Abstract:
To meet the huge traffic growth, heterogeneous networks composed of wireless local area networks (WLAN) and 3G cellular networks are used to provide higher capacity and coverage. When the two networks are available, selecting the best network for downloading data with minimum device energy consumption and high quality of service (QoS) becomes a challenging issue especially that mobile devices have limited energy capacity. This paper proposes a learning based approach for performing network selection based on real-network implementations. The main contributions are first, presenting an approach for building training data as a basis for machine learning of network selection and then developing the classification model for network selection. The model considers the features that affect the selection decision known by the user: availability of the networks, signal strength reflecting the channel quality, data size, battery life, speed of the user, location, and type of application. The training data set is based on experimental measurements of WiFi and 3G links using a Samsung Galaxy SII device. The network class annotation chooses the network that provides the user either highest QoS, lowest energy consumption or highest energy efficiency based on its current features status and service requirements.
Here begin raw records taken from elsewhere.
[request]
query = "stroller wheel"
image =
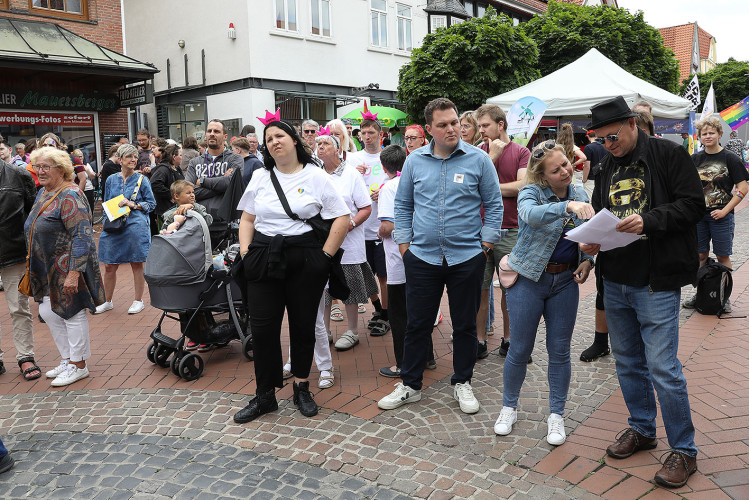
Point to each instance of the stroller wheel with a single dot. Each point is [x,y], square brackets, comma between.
[161,356]
[247,348]
[191,367]
[174,364]
[150,352]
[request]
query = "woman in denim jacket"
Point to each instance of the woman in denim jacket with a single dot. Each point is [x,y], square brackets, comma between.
[549,270]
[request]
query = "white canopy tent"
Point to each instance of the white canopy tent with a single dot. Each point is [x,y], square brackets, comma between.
[572,90]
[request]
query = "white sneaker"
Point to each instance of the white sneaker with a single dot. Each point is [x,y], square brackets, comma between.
[507,417]
[72,374]
[54,372]
[347,341]
[464,395]
[136,307]
[555,435]
[106,306]
[400,396]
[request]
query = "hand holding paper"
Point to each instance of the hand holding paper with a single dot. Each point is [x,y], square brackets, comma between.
[602,230]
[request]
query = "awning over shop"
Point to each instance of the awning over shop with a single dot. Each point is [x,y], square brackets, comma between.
[42,46]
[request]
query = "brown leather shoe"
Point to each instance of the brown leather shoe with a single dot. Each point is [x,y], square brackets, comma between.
[676,470]
[628,442]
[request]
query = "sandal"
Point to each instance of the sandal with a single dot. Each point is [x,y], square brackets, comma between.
[326,380]
[335,313]
[28,371]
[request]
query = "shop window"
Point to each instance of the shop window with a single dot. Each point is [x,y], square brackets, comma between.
[320,11]
[404,26]
[378,14]
[285,14]
[75,9]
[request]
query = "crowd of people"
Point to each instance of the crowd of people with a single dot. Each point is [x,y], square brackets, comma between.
[329,221]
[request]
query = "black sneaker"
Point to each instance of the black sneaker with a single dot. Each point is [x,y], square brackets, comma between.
[483,351]
[504,347]
[595,351]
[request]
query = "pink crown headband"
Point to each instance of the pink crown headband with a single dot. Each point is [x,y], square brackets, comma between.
[367,115]
[270,118]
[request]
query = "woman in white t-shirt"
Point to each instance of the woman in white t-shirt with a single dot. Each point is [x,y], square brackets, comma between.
[285,264]
[358,274]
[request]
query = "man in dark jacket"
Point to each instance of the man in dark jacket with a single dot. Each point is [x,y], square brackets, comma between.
[211,173]
[652,185]
[17,194]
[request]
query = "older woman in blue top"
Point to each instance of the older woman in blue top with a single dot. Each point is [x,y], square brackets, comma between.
[132,244]
[549,270]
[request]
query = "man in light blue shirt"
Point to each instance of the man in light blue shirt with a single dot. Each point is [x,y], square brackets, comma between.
[439,232]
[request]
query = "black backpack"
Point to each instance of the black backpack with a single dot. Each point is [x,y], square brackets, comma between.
[714,284]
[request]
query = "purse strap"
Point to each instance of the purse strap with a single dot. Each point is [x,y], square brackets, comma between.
[282,197]
[31,231]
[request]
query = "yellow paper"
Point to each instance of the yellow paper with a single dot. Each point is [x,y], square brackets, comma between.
[112,209]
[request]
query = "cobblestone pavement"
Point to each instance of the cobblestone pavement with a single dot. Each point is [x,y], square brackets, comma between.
[179,441]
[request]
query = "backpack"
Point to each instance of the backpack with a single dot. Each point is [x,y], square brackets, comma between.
[714,284]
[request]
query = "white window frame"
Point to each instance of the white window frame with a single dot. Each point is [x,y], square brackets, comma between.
[382,17]
[285,27]
[321,6]
[408,46]
[436,22]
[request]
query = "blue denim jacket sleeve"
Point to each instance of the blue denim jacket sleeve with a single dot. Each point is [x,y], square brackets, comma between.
[537,212]
[491,197]
[404,207]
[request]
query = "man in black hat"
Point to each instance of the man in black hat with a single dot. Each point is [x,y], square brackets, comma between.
[652,185]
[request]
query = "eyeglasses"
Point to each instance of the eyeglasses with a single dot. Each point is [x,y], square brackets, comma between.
[43,168]
[615,137]
[543,149]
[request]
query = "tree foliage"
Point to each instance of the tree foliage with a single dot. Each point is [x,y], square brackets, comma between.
[567,31]
[730,83]
[467,63]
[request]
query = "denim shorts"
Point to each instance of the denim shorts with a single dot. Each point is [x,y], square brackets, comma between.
[719,231]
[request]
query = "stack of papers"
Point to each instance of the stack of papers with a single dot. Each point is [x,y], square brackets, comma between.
[112,209]
[601,230]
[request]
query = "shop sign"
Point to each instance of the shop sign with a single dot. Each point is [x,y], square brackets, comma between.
[61,119]
[66,101]
[136,95]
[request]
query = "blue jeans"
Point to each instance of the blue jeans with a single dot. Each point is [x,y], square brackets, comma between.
[644,333]
[555,296]
[425,284]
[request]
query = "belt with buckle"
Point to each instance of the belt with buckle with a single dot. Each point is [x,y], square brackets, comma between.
[554,268]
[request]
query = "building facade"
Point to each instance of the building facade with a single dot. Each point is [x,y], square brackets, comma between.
[235,59]
[61,67]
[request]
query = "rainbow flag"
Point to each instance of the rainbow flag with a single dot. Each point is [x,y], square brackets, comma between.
[737,115]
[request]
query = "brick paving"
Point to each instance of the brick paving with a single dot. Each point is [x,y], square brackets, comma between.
[135,411]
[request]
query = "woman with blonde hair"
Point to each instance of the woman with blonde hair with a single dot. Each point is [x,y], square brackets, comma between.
[549,267]
[64,276]
[469,129]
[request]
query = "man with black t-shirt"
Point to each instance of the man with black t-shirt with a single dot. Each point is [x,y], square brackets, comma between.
[652,186]
[720,171]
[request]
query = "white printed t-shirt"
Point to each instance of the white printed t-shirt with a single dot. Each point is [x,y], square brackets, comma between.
[374,177]
[350,186]
[308,192]
[393,259]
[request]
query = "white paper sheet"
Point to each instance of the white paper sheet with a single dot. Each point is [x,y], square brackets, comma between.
[601,230]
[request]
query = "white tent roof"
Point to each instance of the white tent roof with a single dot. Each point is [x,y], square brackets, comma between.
[573,89]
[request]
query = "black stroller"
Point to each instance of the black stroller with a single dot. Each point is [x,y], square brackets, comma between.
[183,280]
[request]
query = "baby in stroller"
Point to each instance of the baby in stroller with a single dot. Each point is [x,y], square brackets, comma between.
[183,196]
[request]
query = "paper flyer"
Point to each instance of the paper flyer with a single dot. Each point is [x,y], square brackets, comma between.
[112,209]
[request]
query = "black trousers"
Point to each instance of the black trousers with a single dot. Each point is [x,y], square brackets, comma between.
[398,319]
[299,295]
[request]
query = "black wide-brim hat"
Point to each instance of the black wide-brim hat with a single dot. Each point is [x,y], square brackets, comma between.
[609,111]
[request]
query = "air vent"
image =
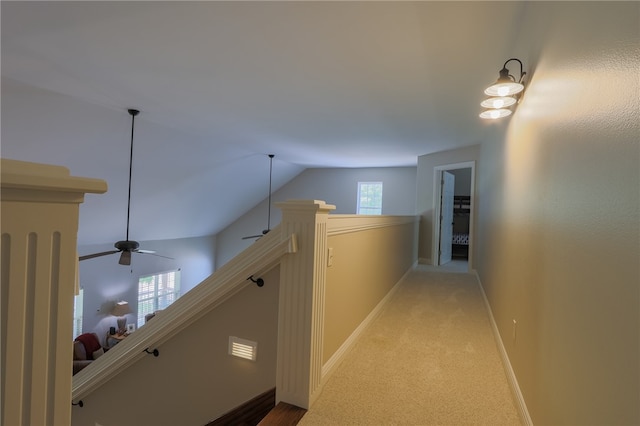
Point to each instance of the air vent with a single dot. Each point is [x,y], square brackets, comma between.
[243,348]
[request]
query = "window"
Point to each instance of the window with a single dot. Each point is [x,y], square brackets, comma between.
[369,198]
[156,292]
[77,313]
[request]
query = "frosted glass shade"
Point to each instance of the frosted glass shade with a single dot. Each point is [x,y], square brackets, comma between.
[504,89]
[499,102]
[492,114]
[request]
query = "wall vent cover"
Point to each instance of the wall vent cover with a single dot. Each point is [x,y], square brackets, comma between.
[243,348]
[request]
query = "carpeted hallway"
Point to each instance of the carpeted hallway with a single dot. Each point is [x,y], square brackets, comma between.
[430,358]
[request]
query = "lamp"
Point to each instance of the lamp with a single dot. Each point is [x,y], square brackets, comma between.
[120,309]
[504,93]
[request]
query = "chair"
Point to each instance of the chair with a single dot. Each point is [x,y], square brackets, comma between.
[86,349]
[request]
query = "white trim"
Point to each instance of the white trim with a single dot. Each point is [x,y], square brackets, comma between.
[521,405]
[330,366]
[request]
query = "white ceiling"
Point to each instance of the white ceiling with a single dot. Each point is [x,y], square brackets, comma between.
[222,84]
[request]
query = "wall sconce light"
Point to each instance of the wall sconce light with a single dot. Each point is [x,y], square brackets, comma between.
[504,93]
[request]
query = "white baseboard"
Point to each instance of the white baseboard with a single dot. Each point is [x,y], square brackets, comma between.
[521,405]
[330,366]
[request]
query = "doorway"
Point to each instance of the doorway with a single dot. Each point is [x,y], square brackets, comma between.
[453,233]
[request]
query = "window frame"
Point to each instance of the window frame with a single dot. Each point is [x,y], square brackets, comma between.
[157,292]
[78,313]
[375,209]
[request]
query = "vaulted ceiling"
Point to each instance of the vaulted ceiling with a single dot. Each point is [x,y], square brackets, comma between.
[222,84]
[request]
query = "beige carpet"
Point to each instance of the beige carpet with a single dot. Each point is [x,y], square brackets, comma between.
[430,358]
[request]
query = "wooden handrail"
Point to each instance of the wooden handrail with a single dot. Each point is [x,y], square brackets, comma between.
[232,277]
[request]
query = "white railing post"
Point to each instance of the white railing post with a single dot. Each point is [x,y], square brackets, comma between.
[301,309]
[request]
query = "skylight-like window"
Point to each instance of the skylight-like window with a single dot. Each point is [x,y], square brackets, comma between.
[369,198]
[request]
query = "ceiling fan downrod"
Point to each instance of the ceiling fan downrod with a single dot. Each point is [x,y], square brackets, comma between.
[133,113]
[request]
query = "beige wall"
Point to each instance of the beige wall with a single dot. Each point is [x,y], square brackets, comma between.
[426,207]
[194,368]
[366,266]
[558,216]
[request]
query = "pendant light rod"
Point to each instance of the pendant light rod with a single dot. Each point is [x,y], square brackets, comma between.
[270,175]
[133,113]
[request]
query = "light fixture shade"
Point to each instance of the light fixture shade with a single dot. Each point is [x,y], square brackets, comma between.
[504,88]
[121,309]
[498,102]
[492,114]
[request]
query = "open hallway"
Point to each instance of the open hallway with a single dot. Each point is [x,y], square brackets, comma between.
[429,358]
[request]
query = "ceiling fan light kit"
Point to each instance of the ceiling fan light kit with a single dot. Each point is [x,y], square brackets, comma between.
[504,93]
[126,247]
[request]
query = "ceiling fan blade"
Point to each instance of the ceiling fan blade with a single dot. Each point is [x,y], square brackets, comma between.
[125,258]
[91,256]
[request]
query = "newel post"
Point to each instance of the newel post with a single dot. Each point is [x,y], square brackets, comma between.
[38,261]
[301,309]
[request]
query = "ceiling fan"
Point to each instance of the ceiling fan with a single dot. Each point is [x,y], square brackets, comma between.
[127,246]
[266,231]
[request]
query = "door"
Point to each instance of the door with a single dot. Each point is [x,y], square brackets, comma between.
[447,182]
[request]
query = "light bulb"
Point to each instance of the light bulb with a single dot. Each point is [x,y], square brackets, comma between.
[499,102]
[492,114]
[504,89]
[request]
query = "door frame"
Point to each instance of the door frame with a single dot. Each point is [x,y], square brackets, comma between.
[437,192]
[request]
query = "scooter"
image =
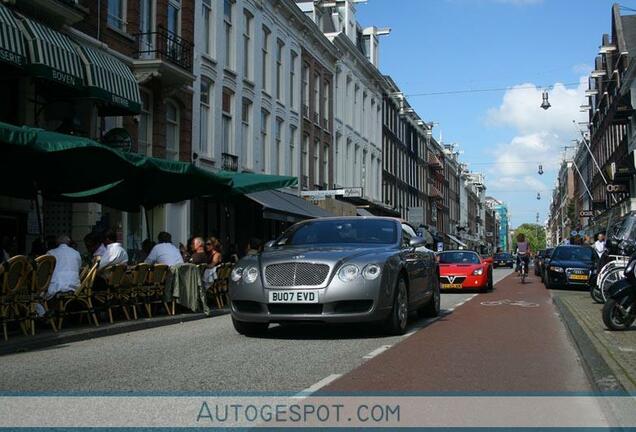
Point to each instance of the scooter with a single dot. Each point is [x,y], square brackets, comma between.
[619,312]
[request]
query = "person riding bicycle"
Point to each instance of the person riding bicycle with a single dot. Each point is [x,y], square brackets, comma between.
[523,252]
For real-time network selection, the developed model uses decision tree classification. Testing the performance of the classifier using cross validation demonstrated high accuracy for selecting betweenWiFi and 3G networks.
Citation:
Abbas, N., Taleb, S., Hajj, H., & Dawy, Z. (2013, June). A learning-based approach for network selection in WLAN/3G heterogeneous network. In In 2013 Third International Conference on Communications and Information Technology (ICCIT) (pp. 309-313). IEEE.